## Luo Gu P3375 [template] KMP string matching

Topic Portal: poke me into

KMP string matching algorithm is used to deal with the problem, that is, to give you two strings, you need to answer is whether the B string sub-string A string, there have been several strings B, B string A string in A location string arise.

Meaning KMP algorithm is that if you made something in Luo Valley, kkksc03 you can find out if you said something discordant word according to KMP algorithm, and block out your sentence of discordant words ( such as chicken you cxk so beautiful it will be shielded to **** CXK ), you will be punished according to the number of discordant words appear in your sentence

For chestnut: A: GCAKIOI B: GC, then we call B string is a substring A string

We call waiting A string matching the main string to match the B-string is a string mode.

The simple approach is to enumerate general position of the first letter B string appearing in the A string and determine the suitability of this approach and the time complexity is O (mn), when you deal with a long article obviously time will time out.

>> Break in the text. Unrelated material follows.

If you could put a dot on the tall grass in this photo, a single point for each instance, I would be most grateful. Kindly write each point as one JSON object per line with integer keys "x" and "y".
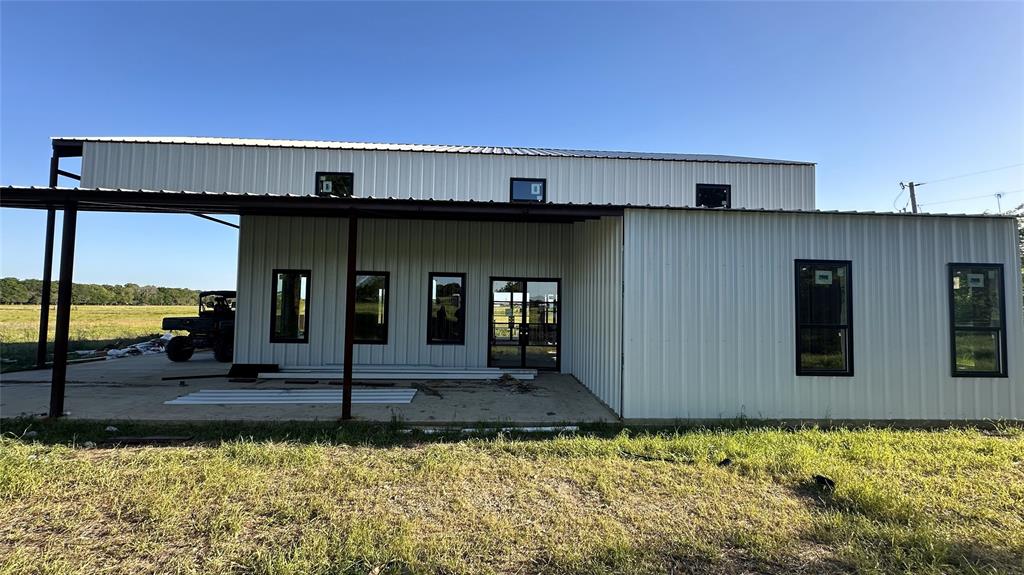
{"x": 91, "y": 327}
{"x": 307, "y": 499}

We find that during the string matching, most attempts fail, then there is no algorithm to take advantage of these failures do?

KMP algorithm is

KMP algorithm using the key information after the matching fails, to minimize the number of pattern matching string and the main strings to achieve rapid match

Provided main string (hereinafter referred to as T)

Set pattern string (hereinafter referred to as W)

Violence during string matching algorithm, we will T [0] with W [0] match, if the next character is the same match, until the situation is not the same, then we discard the foregoing matching information, and then T [1] with W [0] matching cycle, until the end of the main train, or the successfully matched situation. This method of matching information is discarded front, matching efficiency is greatly reduced.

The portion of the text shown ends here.